Détournant son regard, Joë tressaillit à la vue d’un petit sloop qui roulait et plongeait sur son ancre, à une centaine de mètres de là, presque sous le vent. Une légère secousse de l’embarcation lui permit d’en lire le nom : Le Hollandais-Volant, Joë le reconnut aussitôt, pour l’avoir vu, parmi les autres, amarrés au quai d’Oakland. Un peu à gauche, il découvrit Le Fantôme et, plus loin, une demi-douzaine d’autres sloops au mouillage.

« Hein ? Qu’est-ce que je t’avais dit ? »

Joë regarda vivement par-dessus son épaule. Pete-le-Français, sorti de la cabine, contemplait le spectacle, l’œil triomphant.
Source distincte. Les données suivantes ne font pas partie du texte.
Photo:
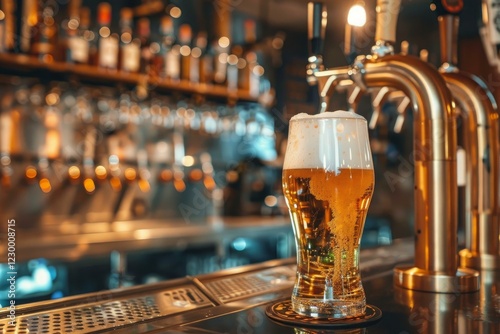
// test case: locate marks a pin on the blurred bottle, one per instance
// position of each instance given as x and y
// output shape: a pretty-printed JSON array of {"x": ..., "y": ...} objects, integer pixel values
[
  {"x": 170, "y": 50},
  {"x": 108, "y": 42},
  {"x": 185, "y": 36},
  {"x": 80, "y": 37},
  {"x": 7, "y": 26},
  {"x": 44, "y": 31},
  {"x": 207, "y": 64},
  {"x": 130, "y": 51},
  {"x": 144, "y": 35},
  {"x": 221, "y": 48},
  {"x": 196, "y": 65}
]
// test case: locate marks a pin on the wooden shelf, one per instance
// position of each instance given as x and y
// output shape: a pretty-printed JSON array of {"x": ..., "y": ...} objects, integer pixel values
[{"x": 25, "y": 63}]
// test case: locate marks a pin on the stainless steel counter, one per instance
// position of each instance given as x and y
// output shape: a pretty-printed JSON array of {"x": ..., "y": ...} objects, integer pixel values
[{"x": 65, "y": 241}]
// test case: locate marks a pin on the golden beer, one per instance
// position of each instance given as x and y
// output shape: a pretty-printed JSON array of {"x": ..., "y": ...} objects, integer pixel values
[{"x": 328, "y": 195}]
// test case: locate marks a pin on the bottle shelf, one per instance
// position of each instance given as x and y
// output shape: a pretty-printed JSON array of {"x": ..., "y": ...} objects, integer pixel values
[{"x": 25, "y": 63}]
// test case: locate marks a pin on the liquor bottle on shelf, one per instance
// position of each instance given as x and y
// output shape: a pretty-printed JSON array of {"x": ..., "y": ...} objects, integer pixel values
[
  {"x": 44, "y": 32},
  {"x": 144, "y": 34},
  {"x": 221, "y": 47},
  {"x": 170, "y": 50},
  {"x": 130, "y": 51},
  {"x": 207, "y": 64},
  {"x": 185, "y": 35},
  {"x": 80, "y": 37},
  {"x": 196, "y": 61},
  {"x": 108, "y": 41},
  {"x": 3, "y": 28},
  {"x": 7, "y": 26}
]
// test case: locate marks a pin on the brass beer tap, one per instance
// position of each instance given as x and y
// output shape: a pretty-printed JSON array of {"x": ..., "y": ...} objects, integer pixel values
[
  {"x": 435, "y": 144},
  {"x": 477, "y": 103}
]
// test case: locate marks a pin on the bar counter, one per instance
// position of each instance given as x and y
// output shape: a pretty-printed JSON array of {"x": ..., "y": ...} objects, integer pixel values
[
  {"x": 71, "y": 241},
  {"x": 235, "y": 301}
]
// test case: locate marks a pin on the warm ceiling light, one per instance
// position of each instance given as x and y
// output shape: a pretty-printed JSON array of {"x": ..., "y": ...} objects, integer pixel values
[{"x": 357, "y": 16}]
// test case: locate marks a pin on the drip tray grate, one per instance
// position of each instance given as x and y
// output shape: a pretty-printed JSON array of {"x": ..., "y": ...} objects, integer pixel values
[
  {"x": 232, "y": 288},
  {"x": 90, "y": 318}
]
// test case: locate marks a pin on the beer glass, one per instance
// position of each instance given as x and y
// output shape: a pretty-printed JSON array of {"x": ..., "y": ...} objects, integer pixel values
[{"x": 328, "y": 183}]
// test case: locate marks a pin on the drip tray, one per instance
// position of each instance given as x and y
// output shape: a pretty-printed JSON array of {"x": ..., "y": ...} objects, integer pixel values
[{"x": 95, "y": 317}]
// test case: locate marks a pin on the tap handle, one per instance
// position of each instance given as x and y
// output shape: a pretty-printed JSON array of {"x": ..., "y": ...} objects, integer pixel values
[
  {"x": 387, "y": 19},
  {"x": 447, "y": 7},
  {"x": 316, "y": 26}
]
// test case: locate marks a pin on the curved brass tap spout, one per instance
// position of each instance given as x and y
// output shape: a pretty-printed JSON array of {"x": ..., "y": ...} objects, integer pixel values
[
  {"x": 434, "y": 153},
  {"x": 482, "y": 187}
]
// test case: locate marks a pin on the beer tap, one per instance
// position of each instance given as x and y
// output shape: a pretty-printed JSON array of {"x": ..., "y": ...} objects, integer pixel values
[
  {"x": 479, "y": 107},
  {"x": 489, "y": 32},
  {"x": 316, "y": 27},
  {"x": 435, "y": 145}
]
« Qu’est-ce que je t’avais dit ? On ne peut duper le vieux renard que je suis. Voilà. Je me dirige dans la nuit avec autant de précision qu’en plein soleil. Pas d’erreur possible…

— Ça va souffler dur ? », demanda Frisco Kid de la cabine, où il commençait d’allumer le feu.

Pendant une bonne minute le Français, étudia gravement la mer et le ciel.

« Peut-être que oui, peut-être que non, répondit-il évasivement. Préparez vite le petit déjeuner et nous nous mettrons au dragage. »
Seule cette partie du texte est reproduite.